We discuss the mechanism of fast and slow light generation when optical pulses propagate through a fiber taper coupled to an ultrahigh-$Q$ microsphere system in the time domain. Fast and slow light are explained as interference effects between ballistic light through the fiber and circulated light within the sphere. One of the striking effects predicted by this model is dynamic pulse splitting in the transmitted pulse at the critical coupling condition, where the coupling strength between the sphere and fiber equals the round-trip loss in the sphere. By realizing this critical coupling condition experimentally, we observed this dynamic pulse splitting effect.

Figure 1

Schematic illustration of the microsphere-fiber-taper system.

Figure 2

(a) Illustration of the fast light mechanism in the time domain in the undercoupling condition. The ballistic light is drawn upward, while the circulated light is shown downward, as the phase of the circulated light at the resonance frequency is shifted by $\pi$ with respect to the ballistic light. These curves are drawn in intensity, but the output pulse is calculated by adding the amplitudes of the two waves. (b) Temporal profile of the output pulse for different parameters of the coupling constant.
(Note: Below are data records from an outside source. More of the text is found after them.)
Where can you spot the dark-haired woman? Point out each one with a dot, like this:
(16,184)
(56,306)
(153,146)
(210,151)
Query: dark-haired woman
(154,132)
From top to bottom, $y=1$, 0.99997, 0.99995, and 0.999903, respectively. The magnitude of the curve for $y=1$ is scaled by a factor of $1∕2$.

Figure 3

(a) Illustration of the slow light mechanism in the overcoupling condition. These curves are drawn in intensity, but the output pulse is calculated by adding the amplitudes of the two waves. (b) Temporal profile of the output pulse for different parameters of the coupling parameter $y$. From bottom to top, $y=0.999903$, 0.9998, 0.9997, and 0.9995, respectively.

Figure 4

(Color) (a) The time integrated transmission intensity as a function of the detuning frequency. (b) Two-dimensional contour plot of the transmitted pulse intensity as a function of time and frequency detuning of the laser at the critical coupling condition. The intensity is plotted on a logarithmic scale. The time origin is set at the peak arrival time for a pulse at a far detuning frequency of $100\mathrm{MHz}$. (c) The transmitted pulse profile at the resonance frequency along the dashed line in Fig. 4b. The solid thin curve is the experimental result. The dotted curve is the theoretical pulse profile derived from Eqs. (1, 2) in the text. The solid thick curve is the calculated profile when 2.9% of the circulated light is assumed to leak into higher modes in the fiber.